Qualified Investor Funds (hereinafter “QIFS“) are governed by Act No. 240/2013 Coll., on Investment Companies and Investment Funds (hereinafter the “Act“), which regulates the functioning of fund managers and administrator sand defines the legal entity of the fund, minimum number of investors, requirements for a qualified investor, etc.

QIFs are intended for specific groups of investors, defined by the Act as: (1) institutional investors (state bodies, banks, insurance companies, etc.); and (2) retail investors, who make a declaration that they are aware of the investment risks of a given fund and wherein the amount of paid-in capital or paid-in investment levels are at least:

  • € 125,000, or
  • CZK 1,000,000 if the manager of the fund, after obtaining all necessary information from the retail investor, confirms in writing that the investment product is in agreement with the financial situation, investment objectives and professional knowledge and skills of the investor.

Investment in QIFs requires a minimum of two qualified investors per each fund.

The funds of qualified investors are supervised and regulated by Czech National Bank. The protection of investors is also arranged by depository bank. Besides these institutional control mechanisms there exists also internal audit and compliance control.

Therefore, the funds of qualified investors are transparent, effective and well controlled instrument for investors who have common investment target.

A QIF is a type of investment fund that is regulated by the Czech National Bank (CNB). Apart from the CNB, other banks permitted to act as depositories can provide protection for the investor. Except for the above-mentioned institutional control mechanisms, the control of an internal auditor and/or compliance officer must be secured to strengthen the protection.

QIFs are a transparent, effective and well-regulated vehicle for investors sharing a specific goal.

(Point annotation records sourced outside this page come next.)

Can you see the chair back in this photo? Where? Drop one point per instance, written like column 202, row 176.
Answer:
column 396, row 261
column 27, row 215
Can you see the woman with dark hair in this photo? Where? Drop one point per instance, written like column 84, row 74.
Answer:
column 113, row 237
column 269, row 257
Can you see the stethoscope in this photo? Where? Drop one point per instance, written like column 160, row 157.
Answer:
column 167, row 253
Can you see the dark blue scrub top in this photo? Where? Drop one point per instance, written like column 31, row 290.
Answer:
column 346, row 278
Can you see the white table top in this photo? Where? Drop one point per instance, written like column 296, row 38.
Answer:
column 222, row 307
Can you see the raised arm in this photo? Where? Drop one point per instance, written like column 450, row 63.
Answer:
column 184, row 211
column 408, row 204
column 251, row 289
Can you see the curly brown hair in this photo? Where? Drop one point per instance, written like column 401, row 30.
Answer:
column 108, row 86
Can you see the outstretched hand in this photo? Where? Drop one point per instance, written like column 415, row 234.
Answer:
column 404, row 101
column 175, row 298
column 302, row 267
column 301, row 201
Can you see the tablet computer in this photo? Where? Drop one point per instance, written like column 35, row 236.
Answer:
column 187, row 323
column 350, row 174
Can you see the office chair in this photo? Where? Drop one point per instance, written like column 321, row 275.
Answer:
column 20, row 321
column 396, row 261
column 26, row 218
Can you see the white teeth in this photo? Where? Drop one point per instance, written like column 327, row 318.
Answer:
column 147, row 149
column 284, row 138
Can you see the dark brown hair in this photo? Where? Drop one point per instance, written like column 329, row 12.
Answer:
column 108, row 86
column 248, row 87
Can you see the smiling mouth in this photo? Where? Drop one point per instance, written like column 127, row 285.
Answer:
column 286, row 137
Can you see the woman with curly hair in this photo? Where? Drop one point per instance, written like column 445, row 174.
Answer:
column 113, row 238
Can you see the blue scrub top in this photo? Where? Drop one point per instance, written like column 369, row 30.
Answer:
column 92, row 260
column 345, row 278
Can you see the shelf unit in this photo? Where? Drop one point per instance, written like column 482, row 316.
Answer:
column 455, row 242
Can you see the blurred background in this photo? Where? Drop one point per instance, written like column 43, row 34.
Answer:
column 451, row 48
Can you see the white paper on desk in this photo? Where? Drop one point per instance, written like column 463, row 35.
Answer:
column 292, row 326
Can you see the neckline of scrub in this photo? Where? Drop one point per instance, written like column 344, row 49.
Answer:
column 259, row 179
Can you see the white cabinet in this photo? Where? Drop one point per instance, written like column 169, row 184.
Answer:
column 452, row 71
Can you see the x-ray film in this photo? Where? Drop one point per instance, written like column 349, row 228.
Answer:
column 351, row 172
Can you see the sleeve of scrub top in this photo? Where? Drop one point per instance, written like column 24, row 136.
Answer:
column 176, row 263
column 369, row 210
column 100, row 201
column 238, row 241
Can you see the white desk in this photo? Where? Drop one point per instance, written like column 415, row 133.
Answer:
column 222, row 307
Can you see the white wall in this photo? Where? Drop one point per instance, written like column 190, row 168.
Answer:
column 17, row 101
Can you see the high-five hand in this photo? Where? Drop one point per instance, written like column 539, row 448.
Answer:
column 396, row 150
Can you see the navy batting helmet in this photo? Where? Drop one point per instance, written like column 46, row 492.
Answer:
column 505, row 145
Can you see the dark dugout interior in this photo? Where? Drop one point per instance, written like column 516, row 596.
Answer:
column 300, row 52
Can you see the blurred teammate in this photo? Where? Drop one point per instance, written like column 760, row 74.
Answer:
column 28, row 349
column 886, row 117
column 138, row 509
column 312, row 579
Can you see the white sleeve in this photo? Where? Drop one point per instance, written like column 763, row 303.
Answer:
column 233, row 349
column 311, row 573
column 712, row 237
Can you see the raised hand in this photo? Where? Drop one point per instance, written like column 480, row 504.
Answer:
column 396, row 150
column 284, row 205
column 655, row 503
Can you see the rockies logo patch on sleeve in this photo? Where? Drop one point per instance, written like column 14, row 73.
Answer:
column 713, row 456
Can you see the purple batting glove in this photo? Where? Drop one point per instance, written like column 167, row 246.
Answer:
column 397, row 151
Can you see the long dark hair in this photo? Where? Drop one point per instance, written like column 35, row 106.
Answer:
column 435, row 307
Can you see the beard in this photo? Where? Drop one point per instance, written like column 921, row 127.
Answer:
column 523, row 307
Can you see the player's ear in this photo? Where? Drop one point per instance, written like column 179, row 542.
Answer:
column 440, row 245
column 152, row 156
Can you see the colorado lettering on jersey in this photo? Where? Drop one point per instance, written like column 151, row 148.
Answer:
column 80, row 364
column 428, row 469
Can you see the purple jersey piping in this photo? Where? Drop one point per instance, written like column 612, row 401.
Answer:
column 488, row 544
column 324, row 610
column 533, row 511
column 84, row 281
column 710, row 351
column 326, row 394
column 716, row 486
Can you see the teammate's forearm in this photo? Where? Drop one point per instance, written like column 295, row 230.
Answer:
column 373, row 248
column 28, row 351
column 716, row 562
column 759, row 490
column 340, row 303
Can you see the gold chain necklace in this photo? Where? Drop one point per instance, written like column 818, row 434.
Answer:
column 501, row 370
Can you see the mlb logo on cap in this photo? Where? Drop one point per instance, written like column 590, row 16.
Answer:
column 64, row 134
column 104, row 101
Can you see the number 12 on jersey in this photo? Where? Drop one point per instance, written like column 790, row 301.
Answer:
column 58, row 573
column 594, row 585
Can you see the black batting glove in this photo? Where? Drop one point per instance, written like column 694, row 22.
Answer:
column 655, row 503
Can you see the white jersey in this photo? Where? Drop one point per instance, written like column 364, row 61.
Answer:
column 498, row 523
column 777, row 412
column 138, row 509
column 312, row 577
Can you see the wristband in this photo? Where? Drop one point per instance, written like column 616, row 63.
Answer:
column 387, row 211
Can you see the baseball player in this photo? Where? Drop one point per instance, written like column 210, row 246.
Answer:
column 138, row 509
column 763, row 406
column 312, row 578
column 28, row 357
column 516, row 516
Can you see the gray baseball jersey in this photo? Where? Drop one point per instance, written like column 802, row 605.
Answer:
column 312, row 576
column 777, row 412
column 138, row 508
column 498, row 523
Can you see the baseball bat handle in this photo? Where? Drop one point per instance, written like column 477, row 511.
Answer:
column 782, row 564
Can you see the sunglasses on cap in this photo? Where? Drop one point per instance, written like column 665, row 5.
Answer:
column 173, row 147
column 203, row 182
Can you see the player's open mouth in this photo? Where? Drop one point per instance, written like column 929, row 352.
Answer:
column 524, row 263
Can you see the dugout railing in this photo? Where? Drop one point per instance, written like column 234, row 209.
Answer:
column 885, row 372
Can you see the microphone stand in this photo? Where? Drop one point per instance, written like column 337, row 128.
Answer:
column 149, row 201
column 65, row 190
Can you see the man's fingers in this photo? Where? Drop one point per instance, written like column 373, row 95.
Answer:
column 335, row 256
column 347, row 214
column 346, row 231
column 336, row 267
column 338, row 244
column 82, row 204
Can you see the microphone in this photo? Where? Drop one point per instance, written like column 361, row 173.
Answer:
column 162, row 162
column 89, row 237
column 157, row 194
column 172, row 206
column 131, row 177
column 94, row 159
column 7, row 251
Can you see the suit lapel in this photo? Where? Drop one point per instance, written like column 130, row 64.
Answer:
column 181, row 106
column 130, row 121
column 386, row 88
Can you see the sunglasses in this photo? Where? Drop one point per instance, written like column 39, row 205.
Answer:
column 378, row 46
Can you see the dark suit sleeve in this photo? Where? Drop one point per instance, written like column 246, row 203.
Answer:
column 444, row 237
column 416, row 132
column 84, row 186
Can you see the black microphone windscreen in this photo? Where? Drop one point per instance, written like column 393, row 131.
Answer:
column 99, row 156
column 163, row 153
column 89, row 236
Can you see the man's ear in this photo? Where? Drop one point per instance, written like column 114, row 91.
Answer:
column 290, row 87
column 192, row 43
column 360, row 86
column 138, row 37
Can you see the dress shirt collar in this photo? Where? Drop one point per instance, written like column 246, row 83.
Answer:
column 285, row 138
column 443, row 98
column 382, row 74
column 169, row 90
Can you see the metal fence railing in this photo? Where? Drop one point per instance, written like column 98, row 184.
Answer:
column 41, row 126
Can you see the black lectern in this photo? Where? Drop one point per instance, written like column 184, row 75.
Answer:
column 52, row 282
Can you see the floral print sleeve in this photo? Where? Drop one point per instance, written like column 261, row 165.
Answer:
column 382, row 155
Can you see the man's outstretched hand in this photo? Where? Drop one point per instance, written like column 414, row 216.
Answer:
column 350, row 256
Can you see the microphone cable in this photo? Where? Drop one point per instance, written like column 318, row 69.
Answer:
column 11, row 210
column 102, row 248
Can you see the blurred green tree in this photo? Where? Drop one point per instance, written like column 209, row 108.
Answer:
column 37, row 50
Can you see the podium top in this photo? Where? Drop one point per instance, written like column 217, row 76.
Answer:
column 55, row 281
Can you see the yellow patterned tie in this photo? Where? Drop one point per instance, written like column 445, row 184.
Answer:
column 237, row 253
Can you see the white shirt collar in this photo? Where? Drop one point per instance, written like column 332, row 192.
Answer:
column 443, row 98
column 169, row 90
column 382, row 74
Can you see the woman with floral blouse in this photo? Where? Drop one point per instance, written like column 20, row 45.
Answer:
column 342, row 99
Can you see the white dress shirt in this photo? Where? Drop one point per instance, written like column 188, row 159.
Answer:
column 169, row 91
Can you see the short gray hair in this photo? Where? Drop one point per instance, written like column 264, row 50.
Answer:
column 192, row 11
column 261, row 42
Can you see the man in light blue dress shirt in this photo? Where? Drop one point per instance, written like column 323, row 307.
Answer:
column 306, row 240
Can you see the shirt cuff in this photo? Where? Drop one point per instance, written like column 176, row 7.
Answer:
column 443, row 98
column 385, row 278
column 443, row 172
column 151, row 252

The most common QIF investment fund entity, among a wide variety of corporate structures, is a variable capital investment company, known as Societé d´investissement á capital variable (“SICAV”). A SICAV is a specific form of traditional joint-stock company set up to accommodate the requirements of fund investments. A SICAV issues two types of shares: founder shares and investor shares. Founder shares are issued to the originators of the company and are associated with shareholder voting. The holders of founder shares are involved in corporate governance and investment strategies. The holders of investor shares, to the contrary, have no voting power but the liquidity of their shares is high, as the shares can be redeemed. Hence, SICAVs combine the benefits of a common corporation and a flexible investment.

SICAVs can create several sub-funds in order to perform various investment strategies. This potentially reduces the cost of administration; costs related to the issuing of investor shares and the SICAV capital demands, as the capital demands include the demands of the SICAV but do not combine all of the individual sub-funds. The assets and liabilities of a sub-fund are held separately from the SICAV’s capital. SICAVs include the intention to create sub-funds in the company statutes. Each sub-fund can have an independent status. The shares issued under a sub-fund carry the right to participate in the profit or the residual value on dissolution, only with regard to the particular sub-fund and not the entire SICAV.

The bodies governing and operating a SICAV differ from those in regular joint-stock companies. Unlike the Supervisory Board and Board of Directors in corporations, the Management Board is responsible for the management and control of the given SICAV.

The share capital is registered with the Commerical Register to the value of the founders’ shares, not the investors’. Hence, the amount of capital obtained by the issue of investor shares does not affect the value of the registered share capital. In addition, investor shares do not use general procedures to increase and decrease the share capital, which makes the whole process easier, as it does not require compliance with strict formal rules. SICAVs have a duty to publicly announce the subscription of their shares.

These funds requires certain service providers; a Manager, Administrator and Custodian.


According to the Act, the Manager operates as a statutory director. The manager and administrator of an investment management company are regulated by a licence issued by the Czech National Bank. The Manager is required to manage the assets of the fund, including investments within the fund, setting investment plans and strategies and assessing risk profiles.


The Administrator is responsible for all activities that are related to the process of running the investment, such as the purchase and issuing of shares, calculations of the net asset value, bookkeeping, pricing of assets, monitoring compliance with the law, internal auditing, reporting to investors and other subjects (Czech National Bank, Tax Office, Custody, etc.), complaint procedures, responding to inquiries, and payment of taxes, duties, expenses and other financial obligations.


The main task of the Custodian is to protect and safeguard the fund’s assets. The Custodian is a regulated financial institution (bank) or another entity that holds a licence issued by the Czech National Bank permitting it to conduct this activity. The Custodian represents a control body of the fund and monitors the propriety and rightfulness of all transactions and operates on the basis of a custodial service contract. The Custodian oversees shareholders’ transactions, sales and purchases, issuing and trading of assets, tracking of shareholder values, etc. and closely cooperates with the Manager and Administrator of the fund.